Out here in nature with Coughlan, his words resonate.
“We’re all connected–going for walks in the woods, the flowers, the beekeeping, talking with the animals, the eggs we eat from the chickens, the donkey that protects the other animals from coyotes. Even the coyotes have their purpose, so we won’t allow hunters on the land.”
A willing ear and an open heart
As for Coughlan’s legacy in a sport his own hands have helped shape, the retired craftsman is content with a job well done. He is also quick to heap praise on those who have helped over the years.

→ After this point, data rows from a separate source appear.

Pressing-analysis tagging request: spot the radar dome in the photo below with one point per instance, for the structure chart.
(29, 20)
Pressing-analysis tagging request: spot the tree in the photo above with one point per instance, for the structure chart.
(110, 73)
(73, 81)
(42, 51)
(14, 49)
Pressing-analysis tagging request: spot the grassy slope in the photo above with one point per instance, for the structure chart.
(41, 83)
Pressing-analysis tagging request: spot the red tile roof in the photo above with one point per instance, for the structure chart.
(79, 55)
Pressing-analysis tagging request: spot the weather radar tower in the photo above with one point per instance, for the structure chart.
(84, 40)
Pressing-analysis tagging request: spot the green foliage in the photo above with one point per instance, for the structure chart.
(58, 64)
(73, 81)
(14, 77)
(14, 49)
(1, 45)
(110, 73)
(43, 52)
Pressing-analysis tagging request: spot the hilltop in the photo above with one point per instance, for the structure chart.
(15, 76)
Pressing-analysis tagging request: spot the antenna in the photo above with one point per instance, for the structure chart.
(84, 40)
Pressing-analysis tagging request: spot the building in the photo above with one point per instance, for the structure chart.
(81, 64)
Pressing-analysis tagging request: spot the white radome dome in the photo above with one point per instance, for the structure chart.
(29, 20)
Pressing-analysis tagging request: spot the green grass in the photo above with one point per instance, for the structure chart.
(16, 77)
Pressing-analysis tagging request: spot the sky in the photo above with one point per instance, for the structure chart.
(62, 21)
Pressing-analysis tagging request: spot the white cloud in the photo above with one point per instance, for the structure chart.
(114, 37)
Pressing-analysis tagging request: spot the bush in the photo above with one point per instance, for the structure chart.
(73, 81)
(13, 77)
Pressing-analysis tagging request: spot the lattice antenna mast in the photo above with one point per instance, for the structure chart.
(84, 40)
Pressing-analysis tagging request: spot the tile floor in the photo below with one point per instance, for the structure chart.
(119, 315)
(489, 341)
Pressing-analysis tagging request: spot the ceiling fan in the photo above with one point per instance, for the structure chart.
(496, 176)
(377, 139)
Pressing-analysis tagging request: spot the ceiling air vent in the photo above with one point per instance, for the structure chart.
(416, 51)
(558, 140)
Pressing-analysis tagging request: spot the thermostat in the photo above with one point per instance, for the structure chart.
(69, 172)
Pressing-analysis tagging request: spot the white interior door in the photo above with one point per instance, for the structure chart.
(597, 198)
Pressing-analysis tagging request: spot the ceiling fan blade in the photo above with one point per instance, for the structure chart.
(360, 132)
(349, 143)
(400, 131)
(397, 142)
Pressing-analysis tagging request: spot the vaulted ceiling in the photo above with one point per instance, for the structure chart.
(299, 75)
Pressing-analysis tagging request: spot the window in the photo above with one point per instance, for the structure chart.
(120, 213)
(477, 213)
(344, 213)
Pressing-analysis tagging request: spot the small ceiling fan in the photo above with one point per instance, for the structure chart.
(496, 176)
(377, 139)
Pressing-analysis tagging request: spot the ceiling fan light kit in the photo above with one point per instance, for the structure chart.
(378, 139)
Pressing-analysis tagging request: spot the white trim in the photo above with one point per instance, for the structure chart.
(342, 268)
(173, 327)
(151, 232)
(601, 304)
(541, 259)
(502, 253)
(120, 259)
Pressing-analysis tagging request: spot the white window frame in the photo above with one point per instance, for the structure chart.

For all that, his company’s greatest strength might just be Coughlan’s willingness to let down his guard, to accept the critical advice of the coaches and athletes who row and race the boats.
“A lot of innovation came not so much from Hudson Boat Works as from the coaches and athletes. It wasn’t anything that I did or we did as a company. It was a group effort. I feel like we tried to listen.”
We walk back to the house, where Dallas is waiting with a bouquet of fresh flowers for me to take home along with some vegetables from their garden and a jar of fresh honey.
“When anybody asks me about working,” says Coughlan as we prepare to part ways, “the first thing I say is don’t do it for the money. Don’t waste your life. You’ll always want more. The happiest people I know are people who are doing something that they love to do in life. I am thankful that I was lucky enough to do something I loved in life. I learned a lot working with great athletes. They have put every ounce of energy into life.”
So has Coughlan. He still does. And that, it seems, has made all the difference.